Petek KIRBOĞA - [email protected] / Fotoğraflar: Rıdvan BAYRAKOĞLU
Balat’ta bulunan The Pill Galeri Fransız sanatçı Raphael Barontini’nin ilk kişisel sergisine ev sahipliği yapıyor. ‘Bir Asteroid’ten Duvar Kilimi’ sergisi mekan ve kurgu paralelliğinde geziliyor. Büyük boyutlardaki kumaşlardaki portrelerde tarihin içinden kişilikler ve fütüristik yaklaşımlar bulunuyor. Kültürün kaç katmandan oluştuğunu sorgulayan sergi 31 Mart’a kadar görülebilir.
İstanbul’daki ilk serginizden bahseder misiniz?
Evet, bu benim İstanbul’daki ilk sergim ve yanı sıra Fransa dışındaki ilk solo sergim. Dolayısıyla işlerimi ve onlara konu olan altyapıyı iyi yansıtmak, sergi alanına giren lokal ve yabancı izleyicilerin hepsi için ifade gücü yüksek bir kurgu yapabilmek benim için önemliydi. Aynı pratiği yansıtan fakat geniş bir görsellik sunan işlerle izleyici karşısına çıktım diyebilirim. ‘Bir Asteroid’ten Duvar Kilimi’ sergisi resimlerden oluşan bir ‘ortam’ aynı zamanda. İki türe ayrılmış eserler birbirleriyle konuşuyor. Kumaşlara çalışılmış iki büyük eser, duvara asılan dijital işleri çağrıştırıyor. Fakat The Pill’deki bu işler birer yelkenmişçesine denizcilerin kullandığı türden iplerle, önce tavandaki kancalardan geçiyor, ardından yere sabitlenerek asılıyor. Bu büyük işlerden birisi, hemen altında, zeminde bulunan üç tonluk kumla bir yerleştirme olarak sergileniyor.
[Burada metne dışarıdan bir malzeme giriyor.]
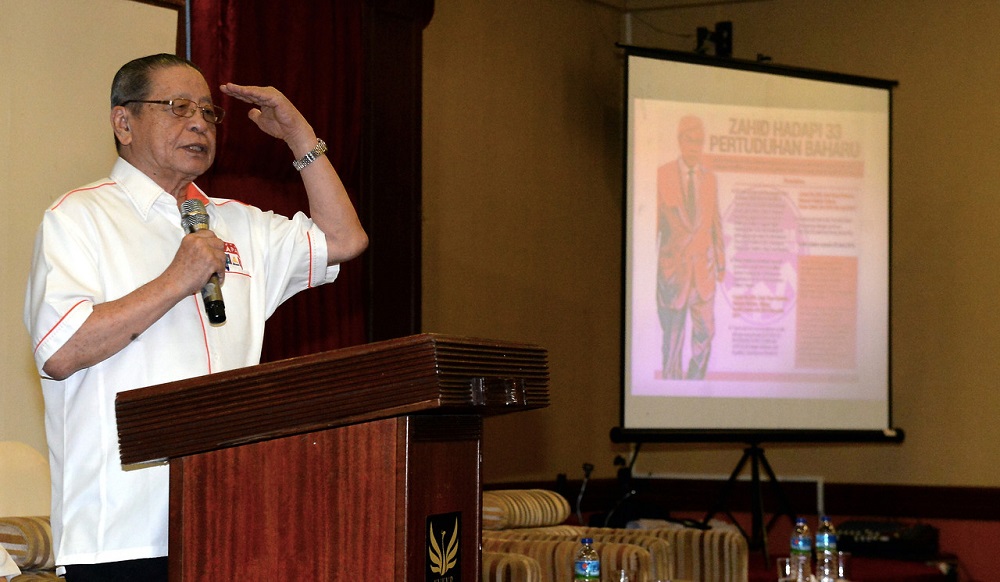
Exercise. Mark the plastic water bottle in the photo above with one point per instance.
(588, 564)
(801, 549)
(826, 550)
Sergi hali hazırda Avrupa’nın kolonyal dönemine ve dolayısıyla ‘gemi ve yelkenler’ vasıtasıyla taşınan birçok fikre, estetiğe ve metaya da vurgu yapıyor. Bu yerleştirmeyi, Amerikalı müzisyen ve şair Mike Ladd’in bu sergiye özel ürettiği müzik ile tamamlıyorum. Duvarlarda ise tuval üzerine çalıştığım işler yer alıyor. Bu işler kraliyet ailelerine mensup kişilerin klasik portrelerini ve Venüs’ü hibrit figürler olarak ele aldığım eserler.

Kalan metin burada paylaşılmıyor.